Originally Posted by MountainMedic
i have been on all sides of situations like this before. what you have to remember is that part of our job is to come and put order to chaos. we constantly have well meaning idiots getting in the way, sometimes in very dangerous ways. its not always easy to tell an expert in street clothes from a wannabe ricky rescue that is 2 minutes away from making a small situation a major incident. and when it all turns to shit WE are the ones who take all the heat. it can't help but make us a little too controlling at times. nature of the beast.
Well said. Bystanders interfering/helping is a regular thing. It can be good or bad. I’ve done the rescue thing about 7 years. Sometimes we use bystanders to help and they are awesome. When we do that it is because we are lacking the numbers of rescuers needed and the bystander has explained their expertise and asked to help and work with us. The ones who get told to go away are the ones who are not professional and don’t listen. It’s my ass if they cause a problem.

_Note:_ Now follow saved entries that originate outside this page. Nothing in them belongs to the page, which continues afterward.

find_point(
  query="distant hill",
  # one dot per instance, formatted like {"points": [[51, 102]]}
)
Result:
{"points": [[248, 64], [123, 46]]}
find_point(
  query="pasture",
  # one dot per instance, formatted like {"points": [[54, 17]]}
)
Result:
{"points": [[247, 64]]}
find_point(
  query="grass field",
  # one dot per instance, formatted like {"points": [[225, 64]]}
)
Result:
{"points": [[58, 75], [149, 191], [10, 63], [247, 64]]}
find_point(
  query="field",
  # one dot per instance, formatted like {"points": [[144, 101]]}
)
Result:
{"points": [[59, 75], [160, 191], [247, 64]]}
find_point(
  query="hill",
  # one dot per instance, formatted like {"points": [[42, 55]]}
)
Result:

Here's a ton of personal examples from SAR, EMS, and SWR (these took place in several different counties, but none of them were in CCC):
On a SWR recovery: my team located a kayaker’s body tacoed on a rock in the middle of the river. A bystander kayaker offered to help us with the recovery. We recognized him: a SWR instructor-instructor. We accepted his help. I learned a new trick from him too!
An avalanche rescue: a bystander walks up the trail and declares he is going to cross the path and start looking for people. He was told we are bombing the hangfire and to get the heck back and by the way who are you? He says “no I am gonna go over there and look for the people. I know them!” He got to talk to a deputy (no he wasn’t arrested).
Some mountaineers offered to help my SAR team on top of a 14er. There were only 3 of us rescuers at the top of the 14er and darkness was approaching. The next group of rescuers was thousands of feet lower. We graciously accepted their help. They helped us move the rescue gear and the patient and saved at least 2 hours in the extrication. They were thanked profusely and received commendations from the sheriff.
A bystander nurse jumped in the back of my ambulance at a car wreck and started to tell EMS personnel what to do and declared that she was going to ride with us to the hospital and wanted to start IVs and run the call etc. She got told to get the hell out or be arrested.
Some hut skiers offered to help search for missing snowmobiler. “No, we can’t direct you to search, but here is what they look like if you happen to see them and here is who to call.” “Cool.”
During a high angle rescue, a local rockclimber walks by command and starts asking what is going on and can he help. We have no idea who he is. We have plenty of personnel and the rescue is going smoothly. He is told “no, but thank you for offering.”
An unaffiliated group of skiers helped an injured backcountry skier. When the SAR team reached the patient, the skiers offered to continue to help after explaining their training. Observing their good work so far, SAR accepted their help and they sped up the rescue. They were commended by the Sherriff.
I'll be the first to admit that some emergency personnel can be abrasively dismissive when someone wants to help, often needlessly so. They should endeavor to be professional in all cases. But bruised feelings are no justification to compete.